Nobody really knows the exact time when a mother is going to naturally give birth or when someone will get sick. These events are unpredictable. They could occur at any time during day or night.
And when electricity is not available, these situations can be even more daunting, as is the case in many localities across Indonesia. The village of Oesusu is an example of the challenges faced, but also of the potential solutions.  Solutions made possible thanks to greater social accountability and collaboration between communities and local officials.
 
Back in 2016, the sub-public health center (pustu) in Oesusu had no electricity. This meant that medical personnel could not help pregnant mothers who were about to give birth, particularly at night. Naturally, most villagers expressed their concern about this situation through the Citizen Voice and Action (CVA) program, an initiative supported by the World Bank’s Global Partnership for Social Accountability.
 
As soon as the CVA program started operating in the village, the community presented a proposal to provide a health facility with electricity. One of the villagers who proposed the idea was Matilda Feto, the village midwife. Then, village officials came up with a plan to provide electricity, and in 2017 they installed a solar panel for the health facility.
 
“It was difficult if we wanted to find medicines, check patients, or there was labor that had to be handled around pustu,” Matilda explained. “Health workers used their cell mobile to get light if they had to serve patients in the evening or at night.”
 
Today, the health center or pustu has electricity. For Matilda, this is the most important change.

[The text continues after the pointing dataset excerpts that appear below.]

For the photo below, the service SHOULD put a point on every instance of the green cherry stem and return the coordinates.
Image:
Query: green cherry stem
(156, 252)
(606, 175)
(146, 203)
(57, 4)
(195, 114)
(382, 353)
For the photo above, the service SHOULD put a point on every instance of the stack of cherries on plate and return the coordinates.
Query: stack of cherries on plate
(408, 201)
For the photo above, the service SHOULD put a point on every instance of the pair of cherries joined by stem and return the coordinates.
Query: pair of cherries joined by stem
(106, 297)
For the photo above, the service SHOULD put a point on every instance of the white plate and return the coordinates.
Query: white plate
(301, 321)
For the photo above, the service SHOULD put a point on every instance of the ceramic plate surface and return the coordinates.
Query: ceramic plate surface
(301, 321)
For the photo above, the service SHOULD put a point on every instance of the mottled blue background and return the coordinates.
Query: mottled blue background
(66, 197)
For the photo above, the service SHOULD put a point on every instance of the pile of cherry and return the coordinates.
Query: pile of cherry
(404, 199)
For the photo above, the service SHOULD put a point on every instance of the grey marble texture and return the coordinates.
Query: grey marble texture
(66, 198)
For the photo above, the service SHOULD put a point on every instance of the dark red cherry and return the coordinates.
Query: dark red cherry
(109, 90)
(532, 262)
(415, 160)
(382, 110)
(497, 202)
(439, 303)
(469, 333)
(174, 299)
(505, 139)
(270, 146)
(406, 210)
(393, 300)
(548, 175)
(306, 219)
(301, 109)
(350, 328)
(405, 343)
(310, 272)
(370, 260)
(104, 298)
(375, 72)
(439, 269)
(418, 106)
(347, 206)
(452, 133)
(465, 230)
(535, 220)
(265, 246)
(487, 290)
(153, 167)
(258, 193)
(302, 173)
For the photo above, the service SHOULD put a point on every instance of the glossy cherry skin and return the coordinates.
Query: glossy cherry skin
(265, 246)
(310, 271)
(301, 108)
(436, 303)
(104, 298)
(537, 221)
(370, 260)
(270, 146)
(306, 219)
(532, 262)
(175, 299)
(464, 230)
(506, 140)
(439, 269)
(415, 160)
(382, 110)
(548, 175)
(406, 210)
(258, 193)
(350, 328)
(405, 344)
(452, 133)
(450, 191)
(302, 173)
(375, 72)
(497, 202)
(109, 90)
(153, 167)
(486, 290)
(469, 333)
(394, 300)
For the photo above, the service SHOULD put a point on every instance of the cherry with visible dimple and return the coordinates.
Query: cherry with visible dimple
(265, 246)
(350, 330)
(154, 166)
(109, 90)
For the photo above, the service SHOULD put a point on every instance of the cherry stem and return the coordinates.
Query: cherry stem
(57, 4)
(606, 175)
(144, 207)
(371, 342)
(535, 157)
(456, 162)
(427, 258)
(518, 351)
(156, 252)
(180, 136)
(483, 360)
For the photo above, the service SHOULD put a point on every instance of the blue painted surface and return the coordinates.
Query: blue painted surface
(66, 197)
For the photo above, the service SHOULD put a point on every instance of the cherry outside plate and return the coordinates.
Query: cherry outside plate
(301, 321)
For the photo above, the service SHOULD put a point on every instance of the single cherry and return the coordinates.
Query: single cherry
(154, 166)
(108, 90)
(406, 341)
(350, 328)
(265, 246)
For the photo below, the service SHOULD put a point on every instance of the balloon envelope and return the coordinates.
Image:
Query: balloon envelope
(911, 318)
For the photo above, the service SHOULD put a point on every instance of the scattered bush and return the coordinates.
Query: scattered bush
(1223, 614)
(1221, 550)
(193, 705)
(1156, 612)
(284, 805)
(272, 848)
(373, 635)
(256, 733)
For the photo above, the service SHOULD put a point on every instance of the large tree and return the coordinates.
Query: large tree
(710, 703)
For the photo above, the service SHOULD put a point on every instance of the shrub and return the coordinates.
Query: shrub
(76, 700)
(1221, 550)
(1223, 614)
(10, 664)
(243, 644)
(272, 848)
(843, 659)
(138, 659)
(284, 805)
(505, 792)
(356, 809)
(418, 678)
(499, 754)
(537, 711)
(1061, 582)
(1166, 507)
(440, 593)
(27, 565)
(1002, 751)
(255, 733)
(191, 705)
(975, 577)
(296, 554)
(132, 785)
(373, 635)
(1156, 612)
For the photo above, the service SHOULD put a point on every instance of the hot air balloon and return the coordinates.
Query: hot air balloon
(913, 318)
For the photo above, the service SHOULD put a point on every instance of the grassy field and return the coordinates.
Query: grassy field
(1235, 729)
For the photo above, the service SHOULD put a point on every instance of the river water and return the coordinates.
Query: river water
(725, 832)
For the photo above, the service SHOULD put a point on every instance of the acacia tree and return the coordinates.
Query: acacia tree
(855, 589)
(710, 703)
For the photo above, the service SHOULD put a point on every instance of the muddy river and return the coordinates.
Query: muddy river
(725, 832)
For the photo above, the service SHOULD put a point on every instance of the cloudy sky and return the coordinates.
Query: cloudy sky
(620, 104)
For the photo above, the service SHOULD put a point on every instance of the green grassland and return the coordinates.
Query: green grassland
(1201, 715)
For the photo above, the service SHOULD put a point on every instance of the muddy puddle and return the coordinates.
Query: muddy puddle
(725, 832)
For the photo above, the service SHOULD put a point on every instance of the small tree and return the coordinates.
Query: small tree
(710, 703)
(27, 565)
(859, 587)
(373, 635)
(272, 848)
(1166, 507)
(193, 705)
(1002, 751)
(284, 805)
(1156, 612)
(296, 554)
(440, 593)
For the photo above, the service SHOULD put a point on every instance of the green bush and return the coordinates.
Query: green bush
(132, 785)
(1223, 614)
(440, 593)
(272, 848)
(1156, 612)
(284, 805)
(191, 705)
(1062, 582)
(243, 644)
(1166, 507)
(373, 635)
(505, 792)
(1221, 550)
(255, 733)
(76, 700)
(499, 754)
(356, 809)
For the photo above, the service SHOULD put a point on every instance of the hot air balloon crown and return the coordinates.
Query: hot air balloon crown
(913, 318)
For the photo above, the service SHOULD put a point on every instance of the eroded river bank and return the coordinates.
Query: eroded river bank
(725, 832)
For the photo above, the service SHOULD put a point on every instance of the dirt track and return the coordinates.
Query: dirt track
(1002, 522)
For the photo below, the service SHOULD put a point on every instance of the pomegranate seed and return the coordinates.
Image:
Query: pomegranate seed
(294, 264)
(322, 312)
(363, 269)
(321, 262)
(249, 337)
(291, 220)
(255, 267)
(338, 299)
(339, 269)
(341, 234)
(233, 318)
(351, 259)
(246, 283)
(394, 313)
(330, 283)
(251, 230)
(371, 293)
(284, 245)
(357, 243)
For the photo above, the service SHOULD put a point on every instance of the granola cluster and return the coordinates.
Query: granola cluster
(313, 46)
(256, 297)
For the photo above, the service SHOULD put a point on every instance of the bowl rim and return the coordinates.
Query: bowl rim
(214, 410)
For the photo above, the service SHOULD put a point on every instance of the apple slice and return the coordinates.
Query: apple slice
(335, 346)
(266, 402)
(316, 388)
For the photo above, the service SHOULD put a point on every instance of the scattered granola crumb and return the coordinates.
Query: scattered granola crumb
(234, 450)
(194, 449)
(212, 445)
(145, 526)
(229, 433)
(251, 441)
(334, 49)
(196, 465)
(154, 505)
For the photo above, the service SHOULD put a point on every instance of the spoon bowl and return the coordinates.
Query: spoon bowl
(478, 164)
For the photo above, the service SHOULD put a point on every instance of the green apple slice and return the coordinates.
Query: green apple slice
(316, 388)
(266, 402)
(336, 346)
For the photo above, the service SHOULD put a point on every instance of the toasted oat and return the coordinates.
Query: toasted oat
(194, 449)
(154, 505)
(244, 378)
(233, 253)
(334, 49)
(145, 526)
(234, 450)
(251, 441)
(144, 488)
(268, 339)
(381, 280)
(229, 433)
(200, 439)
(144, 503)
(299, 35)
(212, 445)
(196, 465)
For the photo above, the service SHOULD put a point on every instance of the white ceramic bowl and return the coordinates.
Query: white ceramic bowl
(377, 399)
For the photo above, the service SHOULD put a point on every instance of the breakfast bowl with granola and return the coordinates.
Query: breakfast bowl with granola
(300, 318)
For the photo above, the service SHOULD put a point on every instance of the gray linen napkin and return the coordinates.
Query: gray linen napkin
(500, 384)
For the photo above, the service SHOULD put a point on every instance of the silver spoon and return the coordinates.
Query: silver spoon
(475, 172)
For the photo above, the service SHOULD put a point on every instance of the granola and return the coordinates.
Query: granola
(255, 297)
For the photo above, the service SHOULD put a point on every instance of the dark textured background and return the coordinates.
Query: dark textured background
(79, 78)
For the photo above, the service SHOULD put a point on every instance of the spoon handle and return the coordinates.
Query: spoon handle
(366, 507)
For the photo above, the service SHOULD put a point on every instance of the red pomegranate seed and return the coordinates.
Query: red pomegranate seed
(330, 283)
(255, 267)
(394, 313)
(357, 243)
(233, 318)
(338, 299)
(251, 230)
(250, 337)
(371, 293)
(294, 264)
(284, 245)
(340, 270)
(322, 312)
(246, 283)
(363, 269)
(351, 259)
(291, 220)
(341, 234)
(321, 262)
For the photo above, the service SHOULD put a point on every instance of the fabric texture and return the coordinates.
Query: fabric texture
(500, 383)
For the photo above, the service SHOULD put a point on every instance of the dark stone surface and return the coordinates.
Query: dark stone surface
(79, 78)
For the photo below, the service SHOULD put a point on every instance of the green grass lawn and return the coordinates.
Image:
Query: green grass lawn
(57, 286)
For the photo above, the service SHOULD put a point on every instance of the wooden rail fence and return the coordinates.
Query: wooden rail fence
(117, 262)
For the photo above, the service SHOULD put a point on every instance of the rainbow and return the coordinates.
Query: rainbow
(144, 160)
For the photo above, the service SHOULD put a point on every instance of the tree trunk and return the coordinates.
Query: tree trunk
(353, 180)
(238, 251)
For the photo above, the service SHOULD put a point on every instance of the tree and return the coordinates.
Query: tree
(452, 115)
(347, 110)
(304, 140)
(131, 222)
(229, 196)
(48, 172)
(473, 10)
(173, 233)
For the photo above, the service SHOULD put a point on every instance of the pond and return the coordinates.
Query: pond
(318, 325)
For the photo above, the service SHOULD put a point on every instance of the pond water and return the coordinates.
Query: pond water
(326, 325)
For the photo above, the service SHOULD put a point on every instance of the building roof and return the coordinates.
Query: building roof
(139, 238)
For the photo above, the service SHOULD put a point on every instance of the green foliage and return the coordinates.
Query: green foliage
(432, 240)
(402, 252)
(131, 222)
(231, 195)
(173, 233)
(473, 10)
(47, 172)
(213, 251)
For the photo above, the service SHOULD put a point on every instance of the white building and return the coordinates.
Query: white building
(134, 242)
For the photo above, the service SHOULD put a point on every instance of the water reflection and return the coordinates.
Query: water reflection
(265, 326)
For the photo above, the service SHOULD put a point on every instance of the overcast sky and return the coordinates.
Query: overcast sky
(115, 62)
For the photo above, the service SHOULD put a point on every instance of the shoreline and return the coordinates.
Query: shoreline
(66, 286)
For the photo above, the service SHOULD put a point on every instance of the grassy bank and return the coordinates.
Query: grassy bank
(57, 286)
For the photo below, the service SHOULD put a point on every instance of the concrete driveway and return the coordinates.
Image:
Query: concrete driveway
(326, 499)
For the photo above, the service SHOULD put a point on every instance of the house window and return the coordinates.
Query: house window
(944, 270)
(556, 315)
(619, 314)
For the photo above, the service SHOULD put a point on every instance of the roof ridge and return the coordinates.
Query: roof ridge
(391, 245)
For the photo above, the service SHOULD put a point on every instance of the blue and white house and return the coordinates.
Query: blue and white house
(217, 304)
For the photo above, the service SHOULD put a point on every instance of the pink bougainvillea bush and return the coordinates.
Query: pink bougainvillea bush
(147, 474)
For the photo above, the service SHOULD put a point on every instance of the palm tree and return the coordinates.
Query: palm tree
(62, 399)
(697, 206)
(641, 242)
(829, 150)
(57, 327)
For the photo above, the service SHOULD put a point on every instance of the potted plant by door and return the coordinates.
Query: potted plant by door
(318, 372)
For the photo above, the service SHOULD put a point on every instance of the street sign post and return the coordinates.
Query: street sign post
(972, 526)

This has brought more people to the sub-public health center, asking for maternal and child health services. The village midwife can now help in delivering babies, even in the middle of the night.
 
Oesusu Village Secretary, Dany Tauho, explained that in addition to having electricity at pustu, another positive change, thanks to the involvement of citizens through the CVA program, was the renovation of two buildings that host an integrated health post (posyandu) in 2017. Dany also confirmed that "one new building of posyandu is being built and there is a plan to build a new one in the near future.”
 
Besides the infrastructure changes at these health facilities, according to Dany, the most important change occurred with the mothers of newborns or infants, who improved their awareness of maternal and child’s health. This was also achieved thanks to village officials who always encouraged community members to be actively involved in the health post’s activities.
 
Yusi Lanang, a village mother, said that the changes she appreciated were new health equipment and a properly furnished building for the posyandu. "Before the introduction of the CVA program in the village I didn’t feel comfortable attending the posyandu activity because there was lack of everything," Yusi said.
 
Although the CVA program is now over, Herita Baun, the Oesusu Village Facilitator, underlines that important achievements in the village must be maintained. "I will continue to speak out for maternal and child health services in this village so that it would be better and better,” she promised.
 
Other lasting changes in Oesusu Village are subtler but also crucial. People now have the courage to speak up, and they do not just complain amongst themselves. The Citizen Voice and Action program supported by the GPSA provided community members with the information they needed to realize that they have a voice, and that their concerns or proposals regarding maternal and child health services can and should be taken into consideration.
 
Whatever the changes brought by this project, these have benefited all people in Oesusu village.